MASSLIVE (February 24, 2022) — Great Britain’s top diplomat to New England introduced himself saying the Springfield Armory — built 245 years ago to resist British military advances — established manufacturing in the Pioneer Valley.

And that expertise paved the way for Springfield to become the only place outside the U.K. where Rolls-Royces were made, said Peter Abbott, British Consul General in Boston. Rolls-Royce made cars here from 1919 to 1931.

“I think Rolls-Royce already blazed the way for British industry here in Springfield.
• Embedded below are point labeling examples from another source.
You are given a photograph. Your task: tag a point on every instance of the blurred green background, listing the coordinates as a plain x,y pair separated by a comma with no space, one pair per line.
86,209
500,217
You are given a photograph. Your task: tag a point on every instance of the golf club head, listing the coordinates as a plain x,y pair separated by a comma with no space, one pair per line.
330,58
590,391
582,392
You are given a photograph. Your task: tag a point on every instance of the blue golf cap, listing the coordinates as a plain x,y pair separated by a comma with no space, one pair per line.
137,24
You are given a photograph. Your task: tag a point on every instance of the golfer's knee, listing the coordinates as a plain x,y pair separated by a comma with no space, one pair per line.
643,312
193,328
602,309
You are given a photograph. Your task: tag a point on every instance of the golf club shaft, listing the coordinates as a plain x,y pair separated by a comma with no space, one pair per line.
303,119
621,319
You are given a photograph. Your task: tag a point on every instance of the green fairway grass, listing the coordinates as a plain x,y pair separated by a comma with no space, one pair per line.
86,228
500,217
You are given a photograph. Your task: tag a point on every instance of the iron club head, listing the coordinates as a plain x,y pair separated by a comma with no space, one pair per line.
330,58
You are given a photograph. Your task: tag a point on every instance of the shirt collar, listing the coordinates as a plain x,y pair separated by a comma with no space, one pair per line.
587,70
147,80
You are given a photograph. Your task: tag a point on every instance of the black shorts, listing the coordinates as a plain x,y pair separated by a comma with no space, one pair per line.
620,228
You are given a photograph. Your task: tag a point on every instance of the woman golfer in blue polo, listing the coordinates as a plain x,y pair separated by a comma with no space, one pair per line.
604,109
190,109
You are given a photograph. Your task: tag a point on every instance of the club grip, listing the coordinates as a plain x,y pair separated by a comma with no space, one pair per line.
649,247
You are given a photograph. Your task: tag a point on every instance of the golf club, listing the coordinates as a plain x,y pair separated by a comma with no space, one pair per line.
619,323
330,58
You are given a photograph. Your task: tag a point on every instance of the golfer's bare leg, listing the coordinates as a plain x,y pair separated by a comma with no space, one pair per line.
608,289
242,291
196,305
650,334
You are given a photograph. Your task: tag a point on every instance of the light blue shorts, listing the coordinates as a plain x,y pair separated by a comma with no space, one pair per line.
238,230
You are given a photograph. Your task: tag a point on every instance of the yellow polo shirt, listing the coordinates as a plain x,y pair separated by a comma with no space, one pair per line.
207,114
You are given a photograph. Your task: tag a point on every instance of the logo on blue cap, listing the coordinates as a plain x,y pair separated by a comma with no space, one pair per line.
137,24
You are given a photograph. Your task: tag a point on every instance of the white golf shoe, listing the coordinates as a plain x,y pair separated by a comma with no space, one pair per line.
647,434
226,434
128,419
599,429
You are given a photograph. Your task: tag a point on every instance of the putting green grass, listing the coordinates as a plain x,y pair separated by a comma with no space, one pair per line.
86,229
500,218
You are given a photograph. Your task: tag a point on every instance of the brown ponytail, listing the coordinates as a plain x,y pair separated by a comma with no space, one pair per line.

There has been a bit of a gap,” said Abbot on Wednesday during a tour of Springfield Union Station with Mayor Domenic J. Sarno and city economic development officials.

Abbott also plans to meet at the Naismith Memorial Basketball Hall of Fame, and tour the Berkshires with a visit to Tanglewood on a two-day Western Massachusetts swing.

Because, as Abbott also laid out in an op-ed column that ran in the Sunday Republican on Feb. 20, places like Springfield, Pittsfield and Lynn have a lot in common with industrial cities in the UK. In the north of England, manufacturing left in the middle of the last century and jobs concentrated in London, just as job growth here has concentrated Boston.
“What we are looking to learn here is how the cities, the Gateway cities, in Massachusetts, have dealt with those challenges,” he said. “And whether there is a kind of a secret sauce of prosperity as we call it that we can learn from and take back to the UK.”
Abbot compared the British government’s Leveling Up policy aimed at reducing imbalances between different social groups or regions of the country and the Biden Administration’s Build Back Better plan.

The secret sauce, Abbot said, is a mixture of infrastructure, like Union Station, and trust built up between groups that engenders a willingness to take risks.

“And we have seen that in heaps here in Springfield,” he said.

The sauce also needs a bit of magic, Abbott said. And by magic he means the arts, culture, tourism.